High Bridge walkway, closed (2009)
High Bridge walkway (closed), 2009

Closing of High Bridge

High Bridge remained open as a pedestrian path, though water had long ceased to flow within it. Rumors abound as to the exact reason for the eventual closure of the path, but a common one is that someone taking a Circle Line cruise up the Harlem River was either hurt or killed by rocks flung from the bridge. A New York Times article from April 21, 1958 states that:

Four passengers on a sightseeing boat were hurt yesterday when a gang of juveniles hurled sticks, stones and large pieces of brick from a bridge as the ship passed below. The bombardment started just as the Circle Line’s excursion boat No. 8 steamed into the shadow of High Bridge on the Harlem River. [6]

Being hit from above on the Harlem River was nothing new; in 1904 a group of oarsmen asked for police protection from “stone-throwing hoodlums who infest the various bridges over the Harlem River” [7]. Regardless of the reason, the pedestrian path was closed in the 1970s. The High Bridge was designated a New York City Landmark by the Landmarks Preservation Commission in 1970 [8]. It was also made a National Historic Civil Engineering Landmark in 1975, and a National Historic Landmark in 1992. Designations aside, the bridge had fallen into a state of disrepair; Sharon Reier lamented in 1977 that “the lofty structure is now fenced off with tangles of barbed wire reminiscent of the Berlin Wall.” [9]

Reopening

The bridge sat unused for many years, other than by those brave enough to scale its barbed wire fence. Pedestrians crossed the Harlem River on the Washington Bridge several blocks to the north, a busy bridge with a narrow pedestrian lane.

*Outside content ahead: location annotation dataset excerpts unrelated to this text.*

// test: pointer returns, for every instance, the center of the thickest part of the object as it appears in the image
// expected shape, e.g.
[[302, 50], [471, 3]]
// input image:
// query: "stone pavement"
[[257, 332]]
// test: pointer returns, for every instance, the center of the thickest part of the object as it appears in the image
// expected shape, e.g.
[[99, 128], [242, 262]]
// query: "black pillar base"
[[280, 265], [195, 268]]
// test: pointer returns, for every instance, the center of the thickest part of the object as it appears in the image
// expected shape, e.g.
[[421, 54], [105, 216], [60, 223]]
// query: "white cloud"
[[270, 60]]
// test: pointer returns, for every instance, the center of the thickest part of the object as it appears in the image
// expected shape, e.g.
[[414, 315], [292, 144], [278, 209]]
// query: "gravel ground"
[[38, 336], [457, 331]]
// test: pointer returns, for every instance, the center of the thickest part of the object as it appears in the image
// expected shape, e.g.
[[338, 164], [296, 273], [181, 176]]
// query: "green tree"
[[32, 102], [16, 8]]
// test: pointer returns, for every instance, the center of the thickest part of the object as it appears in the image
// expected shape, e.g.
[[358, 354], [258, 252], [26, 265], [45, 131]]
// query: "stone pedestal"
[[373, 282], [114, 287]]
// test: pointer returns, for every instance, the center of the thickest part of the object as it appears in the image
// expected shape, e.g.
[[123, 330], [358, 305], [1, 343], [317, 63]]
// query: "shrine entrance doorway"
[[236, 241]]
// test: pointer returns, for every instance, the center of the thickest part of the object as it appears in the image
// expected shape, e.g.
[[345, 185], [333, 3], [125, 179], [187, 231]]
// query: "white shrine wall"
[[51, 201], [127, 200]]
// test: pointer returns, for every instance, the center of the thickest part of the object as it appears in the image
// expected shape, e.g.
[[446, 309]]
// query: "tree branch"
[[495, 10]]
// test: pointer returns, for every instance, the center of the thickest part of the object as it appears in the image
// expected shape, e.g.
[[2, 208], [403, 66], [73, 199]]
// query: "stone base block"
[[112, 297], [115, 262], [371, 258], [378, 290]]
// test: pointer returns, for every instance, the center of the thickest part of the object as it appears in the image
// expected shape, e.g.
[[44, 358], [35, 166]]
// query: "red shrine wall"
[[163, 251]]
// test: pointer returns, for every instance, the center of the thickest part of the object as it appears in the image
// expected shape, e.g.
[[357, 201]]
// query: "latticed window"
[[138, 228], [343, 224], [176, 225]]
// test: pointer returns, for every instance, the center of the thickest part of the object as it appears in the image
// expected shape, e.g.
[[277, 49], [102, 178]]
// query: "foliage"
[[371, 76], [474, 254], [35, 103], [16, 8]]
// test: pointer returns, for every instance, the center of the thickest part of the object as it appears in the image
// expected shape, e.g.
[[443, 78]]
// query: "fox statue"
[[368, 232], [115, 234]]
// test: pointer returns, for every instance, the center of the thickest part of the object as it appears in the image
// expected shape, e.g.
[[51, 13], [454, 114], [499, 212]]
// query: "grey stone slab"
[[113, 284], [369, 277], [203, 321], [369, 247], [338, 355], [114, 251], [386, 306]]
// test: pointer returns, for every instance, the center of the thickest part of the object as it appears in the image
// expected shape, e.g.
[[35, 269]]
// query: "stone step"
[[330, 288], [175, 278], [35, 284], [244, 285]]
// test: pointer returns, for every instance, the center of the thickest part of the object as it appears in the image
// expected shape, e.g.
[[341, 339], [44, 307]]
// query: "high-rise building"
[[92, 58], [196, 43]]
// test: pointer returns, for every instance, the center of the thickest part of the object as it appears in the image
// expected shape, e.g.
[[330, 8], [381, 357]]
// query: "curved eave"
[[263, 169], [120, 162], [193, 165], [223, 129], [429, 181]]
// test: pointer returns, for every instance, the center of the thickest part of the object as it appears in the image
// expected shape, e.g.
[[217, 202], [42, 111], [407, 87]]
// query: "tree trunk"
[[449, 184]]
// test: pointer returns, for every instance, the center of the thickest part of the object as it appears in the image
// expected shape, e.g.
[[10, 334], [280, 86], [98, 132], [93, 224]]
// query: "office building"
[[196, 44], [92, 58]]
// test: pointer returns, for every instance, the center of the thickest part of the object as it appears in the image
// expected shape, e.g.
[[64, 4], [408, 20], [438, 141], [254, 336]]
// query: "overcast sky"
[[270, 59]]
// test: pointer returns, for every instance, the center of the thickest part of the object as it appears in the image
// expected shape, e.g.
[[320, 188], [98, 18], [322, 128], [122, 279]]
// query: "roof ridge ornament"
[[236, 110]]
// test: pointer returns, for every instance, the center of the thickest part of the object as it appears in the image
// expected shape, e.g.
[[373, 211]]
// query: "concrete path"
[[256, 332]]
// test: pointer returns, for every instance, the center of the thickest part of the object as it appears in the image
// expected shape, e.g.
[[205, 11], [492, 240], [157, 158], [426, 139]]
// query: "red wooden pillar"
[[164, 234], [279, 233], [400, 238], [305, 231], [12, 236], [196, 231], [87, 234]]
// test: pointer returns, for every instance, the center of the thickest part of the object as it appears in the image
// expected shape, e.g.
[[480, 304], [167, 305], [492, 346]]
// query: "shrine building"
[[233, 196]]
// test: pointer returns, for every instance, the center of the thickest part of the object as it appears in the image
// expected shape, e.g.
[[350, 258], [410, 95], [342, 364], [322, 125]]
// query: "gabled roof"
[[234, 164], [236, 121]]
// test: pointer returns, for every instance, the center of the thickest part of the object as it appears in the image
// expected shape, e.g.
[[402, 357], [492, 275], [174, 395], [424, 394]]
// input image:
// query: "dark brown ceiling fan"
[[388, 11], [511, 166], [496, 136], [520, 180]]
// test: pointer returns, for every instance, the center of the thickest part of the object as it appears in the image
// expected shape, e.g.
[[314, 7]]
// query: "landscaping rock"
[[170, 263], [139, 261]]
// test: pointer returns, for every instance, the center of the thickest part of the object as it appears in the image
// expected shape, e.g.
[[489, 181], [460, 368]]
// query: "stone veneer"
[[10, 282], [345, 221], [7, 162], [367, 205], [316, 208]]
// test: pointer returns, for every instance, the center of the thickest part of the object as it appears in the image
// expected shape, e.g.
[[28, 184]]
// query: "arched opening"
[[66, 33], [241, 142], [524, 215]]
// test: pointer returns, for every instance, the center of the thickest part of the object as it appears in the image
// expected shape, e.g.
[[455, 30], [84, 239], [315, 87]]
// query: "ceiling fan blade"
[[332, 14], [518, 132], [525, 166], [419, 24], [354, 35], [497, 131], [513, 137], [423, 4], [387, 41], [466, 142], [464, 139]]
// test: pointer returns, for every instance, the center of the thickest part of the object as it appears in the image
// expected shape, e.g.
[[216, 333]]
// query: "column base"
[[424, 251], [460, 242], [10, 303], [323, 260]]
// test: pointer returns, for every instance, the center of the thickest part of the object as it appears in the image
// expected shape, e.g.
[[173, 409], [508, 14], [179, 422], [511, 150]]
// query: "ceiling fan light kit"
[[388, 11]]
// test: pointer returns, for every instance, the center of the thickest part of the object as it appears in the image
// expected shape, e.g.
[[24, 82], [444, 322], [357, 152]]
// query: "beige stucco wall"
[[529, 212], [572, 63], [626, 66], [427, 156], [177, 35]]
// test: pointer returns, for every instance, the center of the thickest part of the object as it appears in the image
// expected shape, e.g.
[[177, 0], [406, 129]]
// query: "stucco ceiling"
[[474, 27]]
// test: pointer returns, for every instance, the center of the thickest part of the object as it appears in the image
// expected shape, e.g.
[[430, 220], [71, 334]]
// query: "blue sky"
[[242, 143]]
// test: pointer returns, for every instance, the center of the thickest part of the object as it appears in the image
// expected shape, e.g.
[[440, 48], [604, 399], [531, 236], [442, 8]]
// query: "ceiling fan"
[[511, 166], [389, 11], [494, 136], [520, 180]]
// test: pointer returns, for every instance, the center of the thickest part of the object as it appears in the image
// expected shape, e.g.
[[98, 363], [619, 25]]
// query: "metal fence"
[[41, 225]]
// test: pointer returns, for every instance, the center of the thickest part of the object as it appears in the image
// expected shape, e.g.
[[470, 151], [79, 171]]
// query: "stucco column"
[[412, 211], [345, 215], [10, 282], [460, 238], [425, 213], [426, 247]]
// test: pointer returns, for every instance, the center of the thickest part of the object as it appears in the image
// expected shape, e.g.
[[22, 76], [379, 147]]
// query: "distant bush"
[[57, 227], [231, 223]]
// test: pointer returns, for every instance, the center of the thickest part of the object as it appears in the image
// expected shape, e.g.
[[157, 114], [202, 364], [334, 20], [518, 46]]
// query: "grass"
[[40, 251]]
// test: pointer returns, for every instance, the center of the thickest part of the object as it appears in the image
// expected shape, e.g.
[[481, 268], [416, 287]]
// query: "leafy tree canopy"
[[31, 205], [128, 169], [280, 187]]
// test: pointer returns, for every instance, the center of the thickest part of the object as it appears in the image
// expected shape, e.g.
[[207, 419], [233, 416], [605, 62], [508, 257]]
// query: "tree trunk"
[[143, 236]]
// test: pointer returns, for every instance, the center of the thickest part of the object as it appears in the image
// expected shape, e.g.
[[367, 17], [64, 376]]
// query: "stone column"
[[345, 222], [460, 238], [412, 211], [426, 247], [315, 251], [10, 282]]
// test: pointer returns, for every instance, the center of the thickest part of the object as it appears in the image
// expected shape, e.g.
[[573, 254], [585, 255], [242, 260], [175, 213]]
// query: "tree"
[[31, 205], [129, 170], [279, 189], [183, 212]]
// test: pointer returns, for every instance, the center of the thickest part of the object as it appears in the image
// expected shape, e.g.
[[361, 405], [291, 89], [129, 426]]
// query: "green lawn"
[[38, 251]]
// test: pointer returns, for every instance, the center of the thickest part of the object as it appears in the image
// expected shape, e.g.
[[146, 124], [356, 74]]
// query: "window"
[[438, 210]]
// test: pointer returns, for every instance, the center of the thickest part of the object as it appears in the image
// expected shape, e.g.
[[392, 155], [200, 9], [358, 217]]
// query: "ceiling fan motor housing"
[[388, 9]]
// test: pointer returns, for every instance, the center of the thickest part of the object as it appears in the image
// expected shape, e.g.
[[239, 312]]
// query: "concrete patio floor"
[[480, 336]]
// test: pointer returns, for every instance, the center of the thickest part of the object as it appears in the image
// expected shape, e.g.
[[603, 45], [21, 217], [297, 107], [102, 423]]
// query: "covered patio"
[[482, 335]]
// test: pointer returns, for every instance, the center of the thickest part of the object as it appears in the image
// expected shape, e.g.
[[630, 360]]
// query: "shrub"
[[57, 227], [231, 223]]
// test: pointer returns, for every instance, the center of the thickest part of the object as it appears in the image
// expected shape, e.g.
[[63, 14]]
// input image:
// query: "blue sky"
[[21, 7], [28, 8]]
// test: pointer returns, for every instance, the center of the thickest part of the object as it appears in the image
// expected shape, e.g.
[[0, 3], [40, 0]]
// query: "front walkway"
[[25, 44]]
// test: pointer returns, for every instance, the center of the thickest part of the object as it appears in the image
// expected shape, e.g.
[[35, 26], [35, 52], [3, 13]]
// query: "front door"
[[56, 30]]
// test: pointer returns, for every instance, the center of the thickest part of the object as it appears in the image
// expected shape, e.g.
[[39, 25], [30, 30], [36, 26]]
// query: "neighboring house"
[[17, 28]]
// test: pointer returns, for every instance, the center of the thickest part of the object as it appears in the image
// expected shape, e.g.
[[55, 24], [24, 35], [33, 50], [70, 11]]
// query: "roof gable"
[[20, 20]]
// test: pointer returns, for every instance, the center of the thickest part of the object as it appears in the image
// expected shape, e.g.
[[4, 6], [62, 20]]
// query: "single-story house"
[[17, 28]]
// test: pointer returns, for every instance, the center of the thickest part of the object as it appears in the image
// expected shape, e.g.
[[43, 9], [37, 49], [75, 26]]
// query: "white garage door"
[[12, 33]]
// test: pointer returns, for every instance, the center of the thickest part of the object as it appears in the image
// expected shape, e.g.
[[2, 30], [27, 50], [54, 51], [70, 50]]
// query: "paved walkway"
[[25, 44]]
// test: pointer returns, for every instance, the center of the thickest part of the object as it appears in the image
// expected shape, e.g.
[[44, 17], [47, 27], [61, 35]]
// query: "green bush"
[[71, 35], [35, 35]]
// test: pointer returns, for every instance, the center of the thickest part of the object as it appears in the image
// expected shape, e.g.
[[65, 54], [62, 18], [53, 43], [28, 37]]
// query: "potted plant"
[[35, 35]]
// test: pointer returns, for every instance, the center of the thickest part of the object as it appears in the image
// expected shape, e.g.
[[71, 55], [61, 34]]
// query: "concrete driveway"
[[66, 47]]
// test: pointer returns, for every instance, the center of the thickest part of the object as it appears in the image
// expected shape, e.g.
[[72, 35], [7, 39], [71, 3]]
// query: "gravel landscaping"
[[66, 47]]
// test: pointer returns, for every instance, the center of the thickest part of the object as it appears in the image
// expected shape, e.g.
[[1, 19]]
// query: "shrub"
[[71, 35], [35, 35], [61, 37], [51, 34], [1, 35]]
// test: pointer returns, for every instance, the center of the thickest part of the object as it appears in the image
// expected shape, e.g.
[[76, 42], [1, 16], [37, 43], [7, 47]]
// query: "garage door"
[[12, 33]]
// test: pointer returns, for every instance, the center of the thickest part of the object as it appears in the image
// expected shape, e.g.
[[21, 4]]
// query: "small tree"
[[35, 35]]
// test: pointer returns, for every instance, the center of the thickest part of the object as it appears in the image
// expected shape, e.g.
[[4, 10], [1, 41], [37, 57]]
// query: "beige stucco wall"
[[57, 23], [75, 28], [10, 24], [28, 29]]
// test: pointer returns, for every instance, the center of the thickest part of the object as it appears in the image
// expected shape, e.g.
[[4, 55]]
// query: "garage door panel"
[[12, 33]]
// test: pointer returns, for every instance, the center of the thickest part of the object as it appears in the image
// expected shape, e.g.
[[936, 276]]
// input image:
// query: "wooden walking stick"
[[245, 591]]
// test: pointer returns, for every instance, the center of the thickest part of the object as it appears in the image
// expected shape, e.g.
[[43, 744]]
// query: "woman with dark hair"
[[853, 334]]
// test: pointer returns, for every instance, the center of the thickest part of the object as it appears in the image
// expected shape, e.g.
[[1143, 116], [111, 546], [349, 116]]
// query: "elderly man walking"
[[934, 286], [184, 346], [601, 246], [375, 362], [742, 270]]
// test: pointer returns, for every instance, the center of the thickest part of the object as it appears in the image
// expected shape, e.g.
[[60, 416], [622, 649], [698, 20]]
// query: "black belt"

In 1995, 10-year-old homeschooled Maaret Klaber attended a community board meeting and asked the park committee to reopen the walkway [10]. It would be a long wait, but in 2006 the Department of Parks and Recreation announced plans to reopen the bridge, though many hurdles still remained before work could begin. Advocacy groups, including the Friends of the Old Croton Aqueduct and the High Bridge Coalition, pushed for its reopening and work began in 2012, based on a 2011 New York City Parks Department plan [11]. The restoration, financed by the city and supplemented by Federal Highway Administration funds, cost over $60 million. The bridge’s stone joints were re-mortared, its brick walkway was cleared of plants and repaired, its cast-iron fencing restored (and 8-foot-high safety netting was added outside of the decorative fencing), new lighting and ramps were added, and its steel arch was repainted. After more than 40 years, the bridge reopened to the public on June 4, 2015.